Cummins, one of the world’s leading diesel engine maker, has joined forces with Tula Technology, which characterizes itself as a Silicon Valley automotive company, to explore a sophisticated cylinder deactivation system that could solve the conundrum. If it’s proven, the result would be a diesel engine that could reach a near-zero emissions level.
The Tula technology, in this application dubbed Diesel Dynamic Skip Fire (dDSF), is already in use in some of General Motors’ gasoline engines. I was able to test an early prototype version of the gas version, which was impressive in its ability to transparently raise the efficiency of the engine. Tula president and CEO Scott Bailey said his company has been engaged “deeply” with Cummins for about a year and is also working with other diesel engine manufacturers. He added: “Diesel Dynamic Skip Fire could be applied to any engine.”

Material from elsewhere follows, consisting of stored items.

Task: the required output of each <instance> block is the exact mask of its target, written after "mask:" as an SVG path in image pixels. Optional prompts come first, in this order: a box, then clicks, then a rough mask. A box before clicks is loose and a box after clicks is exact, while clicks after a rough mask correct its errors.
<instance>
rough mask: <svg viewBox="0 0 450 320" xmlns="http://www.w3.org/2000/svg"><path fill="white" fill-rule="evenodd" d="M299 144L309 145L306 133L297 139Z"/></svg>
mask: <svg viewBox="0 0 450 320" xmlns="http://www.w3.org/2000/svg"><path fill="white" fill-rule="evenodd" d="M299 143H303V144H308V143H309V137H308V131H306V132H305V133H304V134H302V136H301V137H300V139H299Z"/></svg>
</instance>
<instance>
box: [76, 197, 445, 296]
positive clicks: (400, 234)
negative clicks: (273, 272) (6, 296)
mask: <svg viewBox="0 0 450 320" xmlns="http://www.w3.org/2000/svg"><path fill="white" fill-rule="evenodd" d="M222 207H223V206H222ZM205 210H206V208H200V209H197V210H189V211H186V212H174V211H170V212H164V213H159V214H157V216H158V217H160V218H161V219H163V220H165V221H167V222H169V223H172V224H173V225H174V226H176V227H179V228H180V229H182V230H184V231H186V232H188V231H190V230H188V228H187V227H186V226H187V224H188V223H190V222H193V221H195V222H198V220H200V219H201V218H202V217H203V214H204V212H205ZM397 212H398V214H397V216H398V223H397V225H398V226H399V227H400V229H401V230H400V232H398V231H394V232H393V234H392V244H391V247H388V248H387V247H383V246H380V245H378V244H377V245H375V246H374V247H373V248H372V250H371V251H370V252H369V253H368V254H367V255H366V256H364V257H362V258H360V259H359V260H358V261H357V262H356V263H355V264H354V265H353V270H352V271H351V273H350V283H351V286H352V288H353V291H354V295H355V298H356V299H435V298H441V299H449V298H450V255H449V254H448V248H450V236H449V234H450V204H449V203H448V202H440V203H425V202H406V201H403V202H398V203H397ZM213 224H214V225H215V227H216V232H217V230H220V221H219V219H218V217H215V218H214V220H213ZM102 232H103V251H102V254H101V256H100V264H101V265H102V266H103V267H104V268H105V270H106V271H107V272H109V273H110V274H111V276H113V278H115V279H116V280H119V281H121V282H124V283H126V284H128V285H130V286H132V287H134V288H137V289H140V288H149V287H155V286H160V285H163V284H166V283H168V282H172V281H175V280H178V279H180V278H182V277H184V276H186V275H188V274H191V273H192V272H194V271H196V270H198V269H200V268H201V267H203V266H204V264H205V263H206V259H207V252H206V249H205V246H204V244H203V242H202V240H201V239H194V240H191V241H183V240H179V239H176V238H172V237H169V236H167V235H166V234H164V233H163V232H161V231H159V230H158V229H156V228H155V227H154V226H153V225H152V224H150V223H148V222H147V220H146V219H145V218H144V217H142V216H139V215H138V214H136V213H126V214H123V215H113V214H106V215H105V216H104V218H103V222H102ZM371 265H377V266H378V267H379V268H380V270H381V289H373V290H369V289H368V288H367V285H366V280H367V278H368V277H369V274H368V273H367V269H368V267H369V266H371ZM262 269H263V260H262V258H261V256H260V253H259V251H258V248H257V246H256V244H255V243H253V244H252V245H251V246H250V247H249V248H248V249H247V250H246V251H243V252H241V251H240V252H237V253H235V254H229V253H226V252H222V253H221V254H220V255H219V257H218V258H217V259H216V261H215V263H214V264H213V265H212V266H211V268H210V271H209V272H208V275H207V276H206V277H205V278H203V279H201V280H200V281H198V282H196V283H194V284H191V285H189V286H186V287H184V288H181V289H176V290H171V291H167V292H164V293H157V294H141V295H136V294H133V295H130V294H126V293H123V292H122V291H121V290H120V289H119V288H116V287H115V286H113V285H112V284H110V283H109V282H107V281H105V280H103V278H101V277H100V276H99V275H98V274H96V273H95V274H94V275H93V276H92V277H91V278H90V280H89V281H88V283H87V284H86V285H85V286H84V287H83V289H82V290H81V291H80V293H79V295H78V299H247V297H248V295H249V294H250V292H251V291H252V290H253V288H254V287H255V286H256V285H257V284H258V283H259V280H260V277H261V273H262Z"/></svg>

Starting with an Efficient Engine
The Cummins project takes the company’s most efficient heavy-duty engine, the X15 Efficiency Series, a 15-liter six-cylinder engine typically found in Class 8 big rigs. The engine is the most fuel-efficient one in Cummins’ lineup and claims to have the best fuel economy of any big-bore engine in the industry. Those numbers are always relative to the load being hauled and the route a truck is on, but gains of a fraction of a percent count a lot when you’re driving 100,000 miles a year. The best drivers with previous generation Cummins engines reported full-load cross country fuel economy in the nine mpg range.
The X15 Efficiency is offered in different configurations of 400-500 horsepower and up to 1,850 pound-feet of torque. Cummins noted that it already meets the 2021 GHG and fuel economy standards. It would appear that with the Tula the goal is to hit proposed 2024 NOx standards without paying a penalty in fuel economy.
Bailey added that while working with an engine that was class-leading in efficiency did present some challenges and compression ignition engines present more complex air path controls, this engine also provides a great platform on which to test the technology and show its potential. The Tula software uses algorithms to fire or deactivate a given cylinder on a cylinder-event basis, resulting in the ability to control exhaust temperatures that are critical to optimizing emissions control equipment.
Modeling work showed that with the Tula technology integrated into the Cummins engine, low-load NOx emissions were reduced while fuel consumption also dropped. The two companies documented their work in a paper released for the Vienna Motor Symposium entitled “Diesel Dynamic Skip Fire (dDSF): Simultaneous CO2 and NOx Reduction.”
No production commitments have been made as the collaboration continues to explore the full potential of the Tula system.